Image informatics in the Virtual University

AUTHOR

Paula Roberts (Australia)

ABSTRACT

This paper extends the image informatics ethics debate from issues of truth to considerations of the virtual university and the ethical dilemmas posed by the management and visual presentation of information in hyperreality.

Issues of truth which dominated ethical considerations in image informatics since computer technology made possible a seamless alteration of the photograph and its representation of reality (Roberts & Webber 1999), have moved more recently to concerns regarding the computer synthesis of images, which could allow, theoretically at least, a presidential candidate to be generated, credentialed, and elected without ever being publicly seen (Cooper 1998). Previously, photographs had represented historical truth as an expression of ‘a past that cannot be retrieved’ (Barthes 2000). However, synthesized images, such as the morphed image of the multicultural young woman on a 1993 Time cover, have overtaken the photograph. But, as Haraway (1997) points out, the Time ‘woman’, created from a mix of racial computerized images as a means of representing centuries of racial synthesis, is not ‘real’ visual information, and, as such, cannot convey ‘all the bloody history caught by the ugly word miscegenation’.

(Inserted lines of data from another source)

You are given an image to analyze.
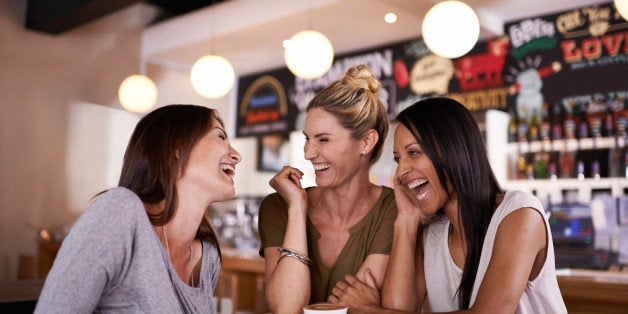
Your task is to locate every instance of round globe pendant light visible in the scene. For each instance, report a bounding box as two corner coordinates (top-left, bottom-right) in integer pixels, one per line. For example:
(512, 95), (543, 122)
(283, 30), (334, 79)
(118, 74), (157, 113)
(614, 0), (628, 20)
(422, 0), (480, 59)
(190, 55), (235, 98)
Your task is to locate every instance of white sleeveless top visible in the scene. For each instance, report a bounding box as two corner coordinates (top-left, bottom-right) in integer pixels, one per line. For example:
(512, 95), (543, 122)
(423, 191), (567, 313)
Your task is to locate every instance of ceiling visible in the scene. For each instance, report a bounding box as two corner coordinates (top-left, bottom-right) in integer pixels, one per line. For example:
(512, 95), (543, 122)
(142, 0), (610, 75)
(30, 0), (610, 75)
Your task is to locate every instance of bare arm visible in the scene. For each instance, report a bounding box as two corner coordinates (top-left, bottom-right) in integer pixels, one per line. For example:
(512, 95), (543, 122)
(381, 180), (426, 311)
(470, 208), (548, 313)
(264, 167), (310, 313)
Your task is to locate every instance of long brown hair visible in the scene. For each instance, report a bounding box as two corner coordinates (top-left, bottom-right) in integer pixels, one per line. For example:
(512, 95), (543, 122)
(118, 104), (224, 255)
(396, 97), (503, 309)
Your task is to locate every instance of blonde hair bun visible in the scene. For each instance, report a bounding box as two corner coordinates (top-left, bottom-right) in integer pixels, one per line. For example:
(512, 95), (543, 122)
(341, 64), (382, 94)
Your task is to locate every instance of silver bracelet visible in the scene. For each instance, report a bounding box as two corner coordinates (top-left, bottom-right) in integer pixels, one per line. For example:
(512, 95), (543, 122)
(277, 247), (312, 267)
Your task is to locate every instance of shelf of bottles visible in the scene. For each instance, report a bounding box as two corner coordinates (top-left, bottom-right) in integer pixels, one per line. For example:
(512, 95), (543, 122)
(506, 99), (628, 188)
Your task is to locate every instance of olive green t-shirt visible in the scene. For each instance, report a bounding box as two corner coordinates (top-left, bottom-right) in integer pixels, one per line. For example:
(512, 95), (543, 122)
(259, 186), (397, 303)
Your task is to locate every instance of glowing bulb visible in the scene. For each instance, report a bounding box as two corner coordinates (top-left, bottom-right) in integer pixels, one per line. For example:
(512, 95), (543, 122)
(422, 0), (480, 59)
(384, 12), (397, 24)
(190, 55), (235, 98)
(283, 30), (334, 79)
(118, 74), (157, 113)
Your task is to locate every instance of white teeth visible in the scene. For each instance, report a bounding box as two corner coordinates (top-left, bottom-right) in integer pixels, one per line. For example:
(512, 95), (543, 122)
(408, 179), (427, 190)
(313, 163), (331, 171)
(220, 164), (235, 172)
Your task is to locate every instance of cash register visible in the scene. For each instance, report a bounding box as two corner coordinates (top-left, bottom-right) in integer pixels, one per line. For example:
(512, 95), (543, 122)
(549, 204), (617, 270)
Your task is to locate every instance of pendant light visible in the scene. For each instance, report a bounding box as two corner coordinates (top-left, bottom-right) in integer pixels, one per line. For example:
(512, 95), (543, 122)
(190, 54), (235, 98)
(422, 0), (480, 59)
(190, 11), (235, 99)
(118, 74), (157, 113)
(283, 2), (334, 79)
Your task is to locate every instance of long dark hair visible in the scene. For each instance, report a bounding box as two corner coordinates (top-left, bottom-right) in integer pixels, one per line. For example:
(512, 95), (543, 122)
(118, 104), (224, 255)
(396, 97), (502, 309)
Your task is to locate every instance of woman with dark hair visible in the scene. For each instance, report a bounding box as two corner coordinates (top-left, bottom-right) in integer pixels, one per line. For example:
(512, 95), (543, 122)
(336, 98), (566, 313)
(259, 65), (396, 313)
(36, 105), (241, 313)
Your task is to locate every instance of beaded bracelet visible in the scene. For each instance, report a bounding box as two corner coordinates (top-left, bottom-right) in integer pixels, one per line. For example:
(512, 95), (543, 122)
(277, 247), (312, 267)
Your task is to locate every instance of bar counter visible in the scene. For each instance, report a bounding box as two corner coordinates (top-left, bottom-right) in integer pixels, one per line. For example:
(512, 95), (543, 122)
(25, 244), (628, 313)
(222, 250), (628, 313)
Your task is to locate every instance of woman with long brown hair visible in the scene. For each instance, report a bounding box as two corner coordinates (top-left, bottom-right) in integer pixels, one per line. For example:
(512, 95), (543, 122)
(36, 105), (241, 313)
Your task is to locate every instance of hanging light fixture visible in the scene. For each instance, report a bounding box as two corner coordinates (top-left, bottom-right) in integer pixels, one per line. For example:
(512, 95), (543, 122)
(613, 0), (628, 20)
(422, 0), (480, 59)
(190, 54), (235, 98)
(283, 0), (334, 79)
(283, 30), (334, 79)
(118, 74), (157, 113)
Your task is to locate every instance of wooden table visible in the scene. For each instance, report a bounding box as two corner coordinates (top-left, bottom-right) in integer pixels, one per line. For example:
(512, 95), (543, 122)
(221, 249), (268, 313)
(557, 269), (628, 313)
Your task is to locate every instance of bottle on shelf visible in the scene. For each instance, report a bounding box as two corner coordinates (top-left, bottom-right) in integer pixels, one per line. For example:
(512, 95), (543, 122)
(517, 107), (528, 143)
(534, 151), (550, 179)
(551, 102), (563, 140)
(558, 150), (576, 179)
(547, 152), (558, 181)
(515, 152), (528, 180)
(608, 137), (625, 177)
(591, 150), (602, 180)
(563, 99), (576, 140)
(508, 109), (517, 143)
(576, 104), (590, 139)
(528, 109), (539, 142)
(602, 101), (615, 137)
(539, 102), (552, 142)
(576, 158), (585, 180)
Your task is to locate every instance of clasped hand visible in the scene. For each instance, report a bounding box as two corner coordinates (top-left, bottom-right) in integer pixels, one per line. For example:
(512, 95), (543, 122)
(268, 166), (307, 208)
(327, 268), (381, 312)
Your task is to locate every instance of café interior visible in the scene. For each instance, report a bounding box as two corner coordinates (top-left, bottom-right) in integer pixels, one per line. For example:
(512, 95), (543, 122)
(0, 0), (628, 313)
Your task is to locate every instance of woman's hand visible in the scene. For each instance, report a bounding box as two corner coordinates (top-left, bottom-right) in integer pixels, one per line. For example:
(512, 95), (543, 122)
(328, 268), (381, 312)
(268, 166), (307, 208)
(393, 174), (426, 221)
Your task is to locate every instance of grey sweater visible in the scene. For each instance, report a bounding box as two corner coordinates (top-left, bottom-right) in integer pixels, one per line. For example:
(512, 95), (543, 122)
(35, 188), (220, 313)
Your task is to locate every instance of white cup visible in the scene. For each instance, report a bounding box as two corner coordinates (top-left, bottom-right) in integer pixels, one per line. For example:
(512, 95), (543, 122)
(303, 303), (347, 314)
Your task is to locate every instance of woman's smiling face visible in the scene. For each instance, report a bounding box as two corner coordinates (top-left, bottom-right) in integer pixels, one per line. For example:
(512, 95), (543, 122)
(303, 108), (368, 187)
(393, 123), (451, 216)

Robins (1996) argues that the ‘hyperreality’ of the digital image, with its increasing autonomy as a new source of information, threatens conventional reality. Similarly, Dreyfus (2001a) warns that supporters of virtual education systems boast that school experience will be electronically simulated, and, as early as primary school, ‘kindergartners will use mouse pads to finger paint’, and older students ‘will do virtual chemistry experiments with animated beakers and electronic Bunsen burners’, thus sacrificing the reality of tactile experience to the limitations of the hyperreal.

Borgmann (2000) is concerned also with the desensitizing of knowledge in virtual reality which despite its promise of more tantalizing shape and colour, variety and availability, than anything in the actual world, cannot equate with realistic, lived experience, for ‘no one has been carried from a virtual race course or ski hill with burns or fractures’. Likewise, Penny (1995) argues that virtual reality acts as an insulator from reality, in being ‘as real as a picture of a toothache.’

Simulation technologies, however, have proved their usefulness, for example, virtual environments have provided therapeutic benefits in helping people with fears such as acrophobia by ‘walking’ them through computer-generated representations (Strickland et al., 1997). And simulations are used in controlling, at a distance, operations at hazardous sites such as space and deep-sea exploration, and nuclear and other toxic environments. However, the publicly televised military application of simulation technology in the Gulf War, (and more recently in Afghanistan) has demonstrated also the ethical dangers of the derealization effect of virtual reality, which has made it appear these wars were being conducted in an imaginary space where fighters were engaged in a computer game, rather than destructive combat (Robins 1996).

The ethical dangers in simulations lie in the threat they pose to understanding the difference between reality and hyperreality, between ‘true’ and ‘false’, and between ‘real’ and ‘imaginary’ (Baudrillard 1983), and in providing a temptation to live in a world of simulated images and simulated commitment, which might lead to a simulated life which inhibits ethical action (Dreyfus 2001b).

Feminists also raise ethical concerns that virtual reality creates a gendered, disembodied space, which not only denies the body, but represses it (Hayles 1993). However, concern for the body does emerge in virtual environments with the construction (in the anonymity and acceptance which exists in cyber communities) of lives more expansive than those lived in reality Turkle (1995). But the self constructed in virtual reality differs from the real self in its absence of voice, for virtual reality is mute and substitutes sight for sound, and subordinates language to visual perception (Bolter 1996). And online, disembodied relationships more often than not leave participants feeling isolated and depressed (Kraut et al., 1998). A lack of human warmth in virtual interactions might explain the large number of daily electronic visitors to the website known as JenniCAM. This web-site, with its combination of virtual reality and the digital camera, records the daily life happenings of a young woman, in representations which confuse the ideological dichotomies of body/machine, private/public and reality/virtual reality (Jimroglou 2001), and might suggest a model for an electronic, social context of information.

In conclusion, the paper questions whether the nonlinear dynamics of virtual reality represent a shift to new philosophical and epistemological models of information management and presentation. An interesting conjecture is whether the virtual university will incorporate these new models and also provide not only authentic representations of information but on-line contexts which acknowledge the ‘social life of information’, that is, that information is embedded in social relationships and institutions, and that knowledge management must focus on the social and ethical dimension, as much as on technology (Fukuama, in Brown & Duguid, 2000), in ways which are at the foundation of the traditional university.